First of all, thanks for the replies! I know how to do that using HTML,
PHP, JSP, JS etc... My BIG question is... is there really some way to do
that using just HTTP? Something like an OutputStream *directly* to the
client! Is it possible to think of a response returned to a client as a
message written in a file or displayed on the screen. For example...

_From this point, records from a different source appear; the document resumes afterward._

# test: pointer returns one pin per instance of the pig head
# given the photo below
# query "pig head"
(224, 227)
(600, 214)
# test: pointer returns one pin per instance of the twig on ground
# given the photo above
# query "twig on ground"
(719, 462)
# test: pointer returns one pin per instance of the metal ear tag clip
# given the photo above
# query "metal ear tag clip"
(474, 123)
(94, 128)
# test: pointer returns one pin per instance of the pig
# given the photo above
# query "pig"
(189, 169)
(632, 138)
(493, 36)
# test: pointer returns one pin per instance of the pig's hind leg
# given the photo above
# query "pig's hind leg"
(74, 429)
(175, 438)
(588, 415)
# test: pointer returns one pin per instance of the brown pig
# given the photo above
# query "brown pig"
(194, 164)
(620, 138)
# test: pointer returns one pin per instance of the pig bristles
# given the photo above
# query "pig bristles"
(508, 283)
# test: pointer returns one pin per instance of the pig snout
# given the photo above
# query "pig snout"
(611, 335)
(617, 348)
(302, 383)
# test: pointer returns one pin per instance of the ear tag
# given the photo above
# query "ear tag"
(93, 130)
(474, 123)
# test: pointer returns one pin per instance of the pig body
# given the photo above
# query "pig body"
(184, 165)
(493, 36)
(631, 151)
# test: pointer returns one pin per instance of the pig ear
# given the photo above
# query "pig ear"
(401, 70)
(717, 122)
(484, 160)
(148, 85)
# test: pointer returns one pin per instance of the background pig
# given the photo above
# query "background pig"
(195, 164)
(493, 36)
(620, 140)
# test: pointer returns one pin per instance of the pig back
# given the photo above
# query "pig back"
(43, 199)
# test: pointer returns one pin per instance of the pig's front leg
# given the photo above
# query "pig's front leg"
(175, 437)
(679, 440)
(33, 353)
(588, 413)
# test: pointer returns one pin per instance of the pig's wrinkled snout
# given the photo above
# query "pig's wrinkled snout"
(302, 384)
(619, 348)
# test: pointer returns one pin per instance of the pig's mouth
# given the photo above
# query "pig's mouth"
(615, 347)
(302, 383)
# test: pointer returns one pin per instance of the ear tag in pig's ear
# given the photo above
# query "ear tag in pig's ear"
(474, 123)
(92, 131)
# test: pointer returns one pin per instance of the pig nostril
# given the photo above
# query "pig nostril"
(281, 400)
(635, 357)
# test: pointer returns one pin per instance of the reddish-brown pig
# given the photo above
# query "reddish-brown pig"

ResponseOutputStream out = new ResponseOutputStream();
out.write("message 1");
out.write("message 2");
out.flush();
out.close();

Ok, I haven't seen that anywhere before, but I was just wandering if it
is possible.. Ben wrote something about keeping a socket open; how can I
do that?

Pantelis

On Mon, 2009-12-28 at 14:34 -0500, Matt Kennedy wrote:
> "RFC 2616  :-)  http://www.ietf.org/rfc/rfc2616.txt  (2626 is the Y2K
> RFC)"
> 
> 
> Woops.  Hm, next time I should probably copy/paste the link instead of
> fat-fingering the name huh?
> 
> 
> Rob is right about everything else here too, I should have made it
> more clear that the meta-refresh trick is hardly optimal as the
> wikipedia entry nicely states.  It sounded like the countdown part was
> really important to you though, but the combination of a redirect
> status code and the meta-refresh header may give you really
> inconsistent results. Do you know if you have the luxury of your
> client base only using a particular user agent?
> 
> 
> If you decide the countdown is that important, you may have to forgo
> HTTP correctness and leave the status at 200.  Despite it's deprecated
> status, the meta-refresh at this moment still works in all the
> browsers I have experience with if it isn't also contending with a
> refresh directive. You can definitely use it to get your delayed
> "redirect" effect.
> 
> 
> -Matt
> 
> On Dec 28, 2009, at 2:18 PM, Rob Heittman wrote:
> 
> > RFC 2616  :-)  http://www.ietf.org/rfc/rfc2616.txt  (2626 is the Y2K
> > RFC)
> > 
> > 
> > Sopasakis -- as HTTP itself doesn't have a means of specifying a
> > delay before a redirect, you won't get consistent behavior across
> > every HTTP compliant client or library.  Most user-agents will act
> > immediately on an HTTP redirect status code (3xx) and ignore the
> > entity, but supplying an HTML entity with the meta refresh tag may
> > have the desired effect for some user-agents.
> > 
> > 
> > The usual convention is to enclose a short HTML entity with a 3xx
> > redirect, something like this:
> > 
> > 
> > <html><head><title>Moved</title></head><body>
> > Please click this link if you are not automatically redirected to:
> > <a href="${new-location}">${new-location}</a>
> > <script>window.location.href="$[new-location}";</script>
> > </body>
> > 
> > 
> > You can doctor up some variants of this using the meta refresh or
> > Javascript timeouts, but I suspect getting consistent behavior
> > across basic HTTP clients like curl and regular browsers like
> > Firefox will be a challenge, since you're operating at the HTML/JS
> > level and not really the HTTP level.  If you find a great solution,
> > please post it back!
> > 
> > 
> > - Rob
> > 
> > On Mon, Dec 28, 2009 at 1:42 PM, Matt Kennedy <stinkym...@gmail.com>
> > wrote:
> >         If you want this to be an official HTTP redirect, for
> >         example a 301, 302, 303, 307 status code, then you can set
> >         that status code in the response object and set the entity
> >         to be some html that will do your refresh to the new URL,
> >         plus the countdown.  Be careful if you choose to go with 301
> >         or 302 as the response code, read IETF RFC 2626 for details.